The banks can take advantage of chatbots to reduce their payroll and eliminate traditional automated voice response systems but they still cannot rely on chatbots to perform much more than support functions. The same applies to their clients who look for more advanced finance and investing services.

Humans vs Algorithms

More advanced services may include investment advice or buy/sell advice based on market-, company-, or stock analysis. Software is already good in performing such tasks and there is where the future of robo-advisors, trading robots and financial chatbots lies.
Provided that such software is equipped with reliable and well-designed algorithms, it can be a good substitute for the traditional human investment advisors that are not quite affordable to the average household.

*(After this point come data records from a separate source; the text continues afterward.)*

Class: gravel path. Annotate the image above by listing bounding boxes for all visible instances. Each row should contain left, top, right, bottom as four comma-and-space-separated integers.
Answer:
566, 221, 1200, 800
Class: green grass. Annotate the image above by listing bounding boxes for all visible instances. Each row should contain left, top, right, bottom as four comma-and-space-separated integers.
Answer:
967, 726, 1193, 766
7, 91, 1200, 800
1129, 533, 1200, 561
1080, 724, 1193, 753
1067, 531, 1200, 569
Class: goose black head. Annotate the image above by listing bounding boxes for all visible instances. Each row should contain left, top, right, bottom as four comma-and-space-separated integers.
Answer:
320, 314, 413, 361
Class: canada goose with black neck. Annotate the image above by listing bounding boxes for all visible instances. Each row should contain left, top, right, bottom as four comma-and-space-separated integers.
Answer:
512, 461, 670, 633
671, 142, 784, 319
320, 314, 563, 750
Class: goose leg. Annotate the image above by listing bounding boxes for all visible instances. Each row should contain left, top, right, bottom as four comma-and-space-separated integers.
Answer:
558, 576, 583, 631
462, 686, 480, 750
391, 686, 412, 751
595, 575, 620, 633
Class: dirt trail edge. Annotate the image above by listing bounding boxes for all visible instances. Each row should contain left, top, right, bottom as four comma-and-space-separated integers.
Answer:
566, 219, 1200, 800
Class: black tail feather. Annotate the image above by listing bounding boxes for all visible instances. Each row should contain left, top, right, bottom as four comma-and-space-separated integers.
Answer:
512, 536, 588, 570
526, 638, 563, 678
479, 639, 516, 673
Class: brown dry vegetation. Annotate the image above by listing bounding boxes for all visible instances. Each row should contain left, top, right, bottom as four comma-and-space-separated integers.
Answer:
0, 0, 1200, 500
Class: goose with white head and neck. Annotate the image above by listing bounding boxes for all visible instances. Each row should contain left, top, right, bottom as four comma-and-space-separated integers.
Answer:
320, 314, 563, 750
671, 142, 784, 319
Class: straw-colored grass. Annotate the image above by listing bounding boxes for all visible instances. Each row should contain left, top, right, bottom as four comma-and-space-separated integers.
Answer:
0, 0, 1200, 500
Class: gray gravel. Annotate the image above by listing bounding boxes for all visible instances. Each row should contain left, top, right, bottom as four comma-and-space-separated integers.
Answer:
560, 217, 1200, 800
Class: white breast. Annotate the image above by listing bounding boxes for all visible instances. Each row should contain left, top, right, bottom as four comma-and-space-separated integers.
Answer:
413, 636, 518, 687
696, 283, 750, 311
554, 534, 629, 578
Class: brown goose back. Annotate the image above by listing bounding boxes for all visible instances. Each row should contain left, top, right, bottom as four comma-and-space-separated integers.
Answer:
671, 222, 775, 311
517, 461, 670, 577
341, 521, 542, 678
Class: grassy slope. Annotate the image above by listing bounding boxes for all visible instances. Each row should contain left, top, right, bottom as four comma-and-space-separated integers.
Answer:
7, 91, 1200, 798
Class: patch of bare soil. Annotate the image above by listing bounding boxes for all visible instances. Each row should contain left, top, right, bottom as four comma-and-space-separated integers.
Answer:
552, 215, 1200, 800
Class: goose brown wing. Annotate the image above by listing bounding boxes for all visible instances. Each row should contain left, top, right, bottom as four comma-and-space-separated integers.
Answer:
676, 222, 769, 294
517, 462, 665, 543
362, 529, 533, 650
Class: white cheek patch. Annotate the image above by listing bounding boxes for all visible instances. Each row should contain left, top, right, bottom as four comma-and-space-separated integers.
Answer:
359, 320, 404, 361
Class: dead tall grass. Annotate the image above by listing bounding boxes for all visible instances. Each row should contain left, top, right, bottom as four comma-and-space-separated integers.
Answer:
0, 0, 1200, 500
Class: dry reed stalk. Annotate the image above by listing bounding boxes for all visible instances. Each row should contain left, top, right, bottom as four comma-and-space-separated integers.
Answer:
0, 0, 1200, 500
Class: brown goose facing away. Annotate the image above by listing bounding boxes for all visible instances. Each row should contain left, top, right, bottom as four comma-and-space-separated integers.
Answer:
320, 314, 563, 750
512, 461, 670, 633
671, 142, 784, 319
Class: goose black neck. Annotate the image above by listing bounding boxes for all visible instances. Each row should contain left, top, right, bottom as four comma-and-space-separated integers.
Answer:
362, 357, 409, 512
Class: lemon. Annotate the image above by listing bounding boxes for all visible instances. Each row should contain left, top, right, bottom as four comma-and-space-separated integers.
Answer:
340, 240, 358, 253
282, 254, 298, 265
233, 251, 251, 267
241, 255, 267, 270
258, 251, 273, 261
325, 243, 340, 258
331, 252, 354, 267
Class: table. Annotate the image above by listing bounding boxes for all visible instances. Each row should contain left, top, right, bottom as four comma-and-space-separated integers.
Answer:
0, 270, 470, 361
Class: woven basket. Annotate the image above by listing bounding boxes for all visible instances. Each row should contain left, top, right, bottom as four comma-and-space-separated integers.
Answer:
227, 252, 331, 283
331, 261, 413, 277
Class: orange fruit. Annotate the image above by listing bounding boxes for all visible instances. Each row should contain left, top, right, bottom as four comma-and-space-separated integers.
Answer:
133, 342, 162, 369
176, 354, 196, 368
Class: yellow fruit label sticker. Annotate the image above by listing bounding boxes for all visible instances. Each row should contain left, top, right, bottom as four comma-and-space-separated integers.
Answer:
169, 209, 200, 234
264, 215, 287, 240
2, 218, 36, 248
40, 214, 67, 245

Actually, such a tool eliminates tons of manual work performed by investment brokers in the past allowing any investor to make fast and rational investment decisions.

A man is taking notes in his notebook in front of a laptop.
Humans make better strategic investment decisions than any software.

 

A robot or a chatbot cannot make investment decisions outside its programmed actions that are based on algorithms. Humans can. Chatbots and investment robots have still a long way to go before they can demonstrate even average intelligence in terms of strategic investment decisions. They might be good in automated trading or instant analysis of tons of information but are no replacement for human investors, nor will be in the foreseeable future.